Clark:
Chinese architecture student designs a 75 square foot bamboo house –– complete with kitchen, bathroom, laundry, and patio.
The benevolent geniuses over at Walk Score have just released a new tool designed to help city planners figure out whether they’re meeting their walkability goals: ChoiceMaps. In a nutshell, the tool lets you see how many people in your city can walk to schools, grocery stores, restaurants, car/bike shares, or other amenities—and dynamically generates maps of the number of different destinations that residents can choose from, using the most up to date data on the location of each amenity. Planners can use the tool to figure out whether the city is meeting walkability targets—seeing, for example, if there are “food deserts” where city residents can’t walk to a grocery store. But to me, the fascinating thing is to look at the differences among cities. In Seattle, for example, most people are within a 5 minute walk of about 5 restaurants. That’s not bad! Yet in midtown Manhattan, the figure is closer to 85 restaurants—a cornucopia of choices that only a compact urban neighborhood can provide.
For anyone interested in environmental health, here’s a can’t-miss event: an Earth Day celebration for release of Kate Davies’ new book, The Rise of the US Environmental Health Movement. Davies teaches at Antioch University, and her book is, to my knowledge, the first-ever look at the historical roots of a growing social movement that urges North American policymakers to think about the links between environmental quality and human health.
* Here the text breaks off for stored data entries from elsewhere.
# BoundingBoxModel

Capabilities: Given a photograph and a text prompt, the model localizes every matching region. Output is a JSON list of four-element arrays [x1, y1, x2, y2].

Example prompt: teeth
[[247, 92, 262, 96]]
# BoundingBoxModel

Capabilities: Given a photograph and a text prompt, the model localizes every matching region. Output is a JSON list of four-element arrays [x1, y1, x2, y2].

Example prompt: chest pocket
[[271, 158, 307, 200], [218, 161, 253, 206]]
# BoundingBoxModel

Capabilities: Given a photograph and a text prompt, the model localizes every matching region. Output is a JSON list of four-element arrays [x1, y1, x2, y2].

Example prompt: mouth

The book has its own Facebook page, and Davies will be celebrating the book’s publication on Monday, April 22 (Earth Day) in Seattle, at the iLEAP offices in the Good Shepherd Center in Wallingford. I expect that many of the city’s environmental health luminaries will be on hand to celebrate with her!
Alan:
Sometimes, people ask me how I remain hopeful, given—well—everything. The answer is that action breeds hope. No, action IS hope. And action is breaking out all over the place, as Bill McKibben relates beautifully in his new Rolling Stone piece. “After decades of scant organized response to climate change, a powerful movement is quickly emerging around the country and around the world.”